Die Geschichte der Mutter Gottes am Waldrand bei Mingolsheim ist viele Jahre alt. Sie beginnt – wie so viele andere Geschichten heiliger Stätten auch – mit einer mutmaßlichen Zuwendung Gottes. Vor langer Zeit erkrankte im Dorf die Ehefrau eines gläubigen Mannes schwer. In seiner Not bat er die Mutter Gottes um das Wunder ihrer Heilung, versprach ihr in diesem Falle die Errichtung einer Gedenkstätte am Waldesrand. Sie ahnen, welchen Lauf diese Geschichte nahm. Die Frau erholte sich von ihrer Krankheit und ihr Mann ließ den Worten Taten folgen. So wurde unweit des Dorfrands eine Statue der heiligen Maria errichtet.

Mit den Jahren ist das Umfeld der heiligen Maria gewachsen und hat sich fortwährend weiterentwickelt.

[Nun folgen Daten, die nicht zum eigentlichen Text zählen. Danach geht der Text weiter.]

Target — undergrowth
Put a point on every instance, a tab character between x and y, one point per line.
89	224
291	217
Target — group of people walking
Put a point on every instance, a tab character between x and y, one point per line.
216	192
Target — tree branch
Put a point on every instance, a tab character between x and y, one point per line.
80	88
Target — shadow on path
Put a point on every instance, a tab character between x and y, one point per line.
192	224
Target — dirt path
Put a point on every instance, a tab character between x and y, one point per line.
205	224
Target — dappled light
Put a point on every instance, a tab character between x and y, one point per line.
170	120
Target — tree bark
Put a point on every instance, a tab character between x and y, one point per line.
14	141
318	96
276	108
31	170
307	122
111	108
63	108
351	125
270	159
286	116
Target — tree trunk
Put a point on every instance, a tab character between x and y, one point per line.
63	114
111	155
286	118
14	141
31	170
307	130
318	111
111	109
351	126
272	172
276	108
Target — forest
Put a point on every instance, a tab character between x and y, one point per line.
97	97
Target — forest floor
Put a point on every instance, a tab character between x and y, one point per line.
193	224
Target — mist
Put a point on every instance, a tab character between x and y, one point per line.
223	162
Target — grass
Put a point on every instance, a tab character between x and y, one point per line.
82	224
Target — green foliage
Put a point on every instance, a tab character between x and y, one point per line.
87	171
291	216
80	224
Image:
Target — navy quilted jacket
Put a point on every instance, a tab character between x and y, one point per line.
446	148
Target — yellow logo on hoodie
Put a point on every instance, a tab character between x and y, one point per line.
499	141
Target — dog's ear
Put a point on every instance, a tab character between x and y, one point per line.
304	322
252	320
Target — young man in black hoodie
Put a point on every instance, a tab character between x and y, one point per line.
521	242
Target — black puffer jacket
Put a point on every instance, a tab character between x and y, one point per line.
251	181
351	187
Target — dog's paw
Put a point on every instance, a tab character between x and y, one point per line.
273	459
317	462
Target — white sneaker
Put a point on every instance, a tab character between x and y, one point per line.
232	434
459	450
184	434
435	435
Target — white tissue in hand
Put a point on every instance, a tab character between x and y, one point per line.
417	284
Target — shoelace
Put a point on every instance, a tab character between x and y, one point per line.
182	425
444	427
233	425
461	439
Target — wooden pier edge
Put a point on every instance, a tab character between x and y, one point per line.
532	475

In der heute als Muttergottesgrotte bekannten Pilgerstätte finden sich ein Unterstand, Bänke, Kerzenständer und unzählige Zeugnisse, jener Mutter Gottes zugeschriebenen Heilungen. Egal wie man dazu stehen mag, dieser Ort bedeutet für zahllose Menschen Trost, Begleitung und Unterstützung in ihrer Not. Auch Karl-Heinz aus Mingolsheim zieht es seit vielen Jahren fast tagtäglich an diesen Ort. Er pflegt die kleine Anlage, schaut nach dem Rechten und spielt – bei Wind und Wetter, egal was kommen mag – zu Ehren der heiligen Maria auf seiner Trompete. Er hat die Muttergottesgrotte über Jahre hinweg wachsen sehen, freut sich über den regen Zuspruch und Zulauf der kleinen Pilgerstätte.

Doch musste er auch erleben, wie Vandalen vor einigen Jahren mutwillig die Statue mit brachialer Gewalt zerstörten, die Verwüstung auf die er am nächsten Tag stieß, beschäftigt ihn bis heute. Mit einem finanziellen Kraftakt konnte die Statue restauriert und wieder an ihre althergebrachte Stelle gesetzt werden. Dort lächelt sie mit geschlossenen Augen, den Kopf andächtig geneigt und mit gefalteten Händen allen entgegen, die zu ihr finden. Ob sie tatsächlich Linderung und Heilung zu geben vermag, darüber habe ich nicht zu befinden…. und sie, werte Leser, ebenso wenig. Doch wenn der Glaube daran in den Menschen etwas Gutes hervorbringt, dann möge sie dort auch noch die nächsten 250 Jahre stehen mit ihrem immerwährenden Lächeln – am Waldesrand bei Mingolsheim.